可以用这个脚本改变速度pcie_set_speed.sh

    #!/bin/bash

    dev=$1
    speed=$2

    if [ -z "$dev" ]; then
        echo "Error: no device specified"
        exit 1
    fi

    if [ ! -e "/sys/bus/pci/devices/$dev" ]; then
        dev="0000:$dev"
    fi

    if [ ! -e "/sys/bus/pci/devices/$dev" ]; then
        echo "Error: device $dev not found"
        exit 1
    fi

    pciec=$(setpci -s $dev CAP_EXP+02.W)
    pt=$((("0x$pciec" & 0xF0) >> 4))

    port=$(basename $(dirname $(readlink "/sys/bus/pci/devices/$dev")))

    if (($pt == 0)) || (($pt == 1)) || (($pt == 5)); then
        dev=$port
    fi

    lc=$(setpci -s $dev CAP_EXP+0c.L)
    ls=$(setpci -s $dev CAP_EXP+12.W)

    max_speed=$(("0x$lc" & 0xF))

    echo "Link capabilities:" $lc
    echo "Max link speed:" $max_speed
    echo "Link status:" $ls
    echo "Current link speed:" $(("0x$ls" & 0xF))

    if [ -z "$speed" ]; then
        speed=$max_speed
    fi

    if (($speed > $max_speed)); then
        speed=$max_speed
    fi

    echo "Configuring $dev..."

    lc2=$(setpci -s $dev CAP_EXP+30.L)

    echo "Original link control 2:" $lc2
    echo "Original link target speed:" $(("0x$lc2" & 0xF))

    lc2n=$(printf "%08x" $((("0x$lc2" & 0xFFFFFFF0) | $speed)))

    echo "New target link speed:" $speed
    echo "New link control 2:" $lc2n

    setpci -s $dev CAP_EXP+30.L=$lc2n

    echo "Triggering link retraining..."

    lc=$(setpci -s $dev CAP_EXP+10.L)

    echo "Original link control:" $lc

    lcn=$(printf "%08x" $(("0x$lc" | 0x20)))

    echo "New link control:" $lcn

    setpci -s $dev CAP_EXP+10.L=$lcn

    sleep 0.1

    ls=$(setpci -s $dev CAP_EXP+12.W)

    echo "Link status:" $ls
    echo "Current link speed:" $(("0x$ls" & 0xF))

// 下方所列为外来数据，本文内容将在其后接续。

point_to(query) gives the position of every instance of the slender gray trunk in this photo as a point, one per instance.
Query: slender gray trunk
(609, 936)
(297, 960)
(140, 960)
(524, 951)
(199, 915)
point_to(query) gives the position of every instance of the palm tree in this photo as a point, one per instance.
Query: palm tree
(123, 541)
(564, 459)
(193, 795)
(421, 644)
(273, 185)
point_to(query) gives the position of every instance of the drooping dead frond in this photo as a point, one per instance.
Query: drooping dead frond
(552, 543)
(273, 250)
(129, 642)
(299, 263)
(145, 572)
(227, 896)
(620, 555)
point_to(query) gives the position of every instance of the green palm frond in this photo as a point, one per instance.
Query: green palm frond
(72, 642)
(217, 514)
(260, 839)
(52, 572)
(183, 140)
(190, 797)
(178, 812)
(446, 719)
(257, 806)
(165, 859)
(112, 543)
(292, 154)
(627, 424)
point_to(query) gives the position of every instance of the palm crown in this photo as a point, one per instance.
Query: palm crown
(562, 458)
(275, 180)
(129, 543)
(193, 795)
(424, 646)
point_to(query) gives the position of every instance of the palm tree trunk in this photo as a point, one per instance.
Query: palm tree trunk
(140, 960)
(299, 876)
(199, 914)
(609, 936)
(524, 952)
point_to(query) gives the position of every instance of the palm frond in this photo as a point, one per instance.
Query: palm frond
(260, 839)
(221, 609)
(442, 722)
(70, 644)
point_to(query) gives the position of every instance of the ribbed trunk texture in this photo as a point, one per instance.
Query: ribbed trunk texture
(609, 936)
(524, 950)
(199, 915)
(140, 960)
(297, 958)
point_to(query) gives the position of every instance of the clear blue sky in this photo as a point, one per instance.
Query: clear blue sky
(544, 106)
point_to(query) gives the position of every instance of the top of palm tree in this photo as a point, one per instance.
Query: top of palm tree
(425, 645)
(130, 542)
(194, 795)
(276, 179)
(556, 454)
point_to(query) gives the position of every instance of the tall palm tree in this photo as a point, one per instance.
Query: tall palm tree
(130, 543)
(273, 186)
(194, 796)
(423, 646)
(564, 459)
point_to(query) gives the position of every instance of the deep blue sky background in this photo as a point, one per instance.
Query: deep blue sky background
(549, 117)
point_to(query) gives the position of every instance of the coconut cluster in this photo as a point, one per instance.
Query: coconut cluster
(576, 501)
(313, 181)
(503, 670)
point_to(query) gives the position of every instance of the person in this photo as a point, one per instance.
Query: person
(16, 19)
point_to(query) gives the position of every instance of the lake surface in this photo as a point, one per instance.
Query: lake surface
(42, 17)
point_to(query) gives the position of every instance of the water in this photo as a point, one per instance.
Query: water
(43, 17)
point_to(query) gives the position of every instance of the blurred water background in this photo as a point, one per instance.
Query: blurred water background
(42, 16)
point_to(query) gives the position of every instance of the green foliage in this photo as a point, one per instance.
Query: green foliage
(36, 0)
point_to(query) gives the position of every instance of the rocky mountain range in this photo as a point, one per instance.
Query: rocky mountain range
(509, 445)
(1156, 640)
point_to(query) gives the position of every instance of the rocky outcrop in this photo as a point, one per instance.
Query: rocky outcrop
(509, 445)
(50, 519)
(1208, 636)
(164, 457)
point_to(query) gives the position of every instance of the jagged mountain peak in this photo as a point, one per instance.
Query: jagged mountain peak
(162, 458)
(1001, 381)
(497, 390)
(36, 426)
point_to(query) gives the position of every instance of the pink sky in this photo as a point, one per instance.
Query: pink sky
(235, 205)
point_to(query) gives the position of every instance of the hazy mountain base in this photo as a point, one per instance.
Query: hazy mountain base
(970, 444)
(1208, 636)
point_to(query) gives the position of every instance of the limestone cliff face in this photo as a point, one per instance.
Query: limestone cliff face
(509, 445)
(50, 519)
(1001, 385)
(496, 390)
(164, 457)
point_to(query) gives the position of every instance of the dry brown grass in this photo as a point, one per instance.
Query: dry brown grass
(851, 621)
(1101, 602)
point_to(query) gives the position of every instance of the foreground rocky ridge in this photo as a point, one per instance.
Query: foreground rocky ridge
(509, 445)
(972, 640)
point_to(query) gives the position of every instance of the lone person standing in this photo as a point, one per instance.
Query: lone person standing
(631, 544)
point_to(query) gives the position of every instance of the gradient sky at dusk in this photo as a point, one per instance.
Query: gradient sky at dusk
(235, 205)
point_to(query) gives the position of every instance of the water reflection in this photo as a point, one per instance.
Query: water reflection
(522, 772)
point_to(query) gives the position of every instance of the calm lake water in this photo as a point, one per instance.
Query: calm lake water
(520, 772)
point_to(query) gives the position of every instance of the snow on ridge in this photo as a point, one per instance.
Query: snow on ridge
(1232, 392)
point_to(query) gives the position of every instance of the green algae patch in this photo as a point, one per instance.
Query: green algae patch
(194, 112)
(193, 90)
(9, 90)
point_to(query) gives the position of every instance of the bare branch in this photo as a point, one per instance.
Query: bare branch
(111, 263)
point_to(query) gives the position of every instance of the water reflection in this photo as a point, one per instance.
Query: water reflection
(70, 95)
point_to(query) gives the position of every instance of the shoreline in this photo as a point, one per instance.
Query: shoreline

是否有更深层次方法来改变pcie速度,而不是执行这个脚本每次?

3.安装一个8GT/s的设备

不执行任何脚本
没有任何连接,就没有什么可以协商,所以链接速度保持在2.5GT/。

如果安装一个8GT/s的设备,会看到相应的速度调整。
这是一个NVMe设备的片段,运行在8GT/s x4…

0005:01:00.0 Non-Volatile memory controller: Micron/Crucial Technology Device 540a (rev 01) (prog-if 02 [NVM Express])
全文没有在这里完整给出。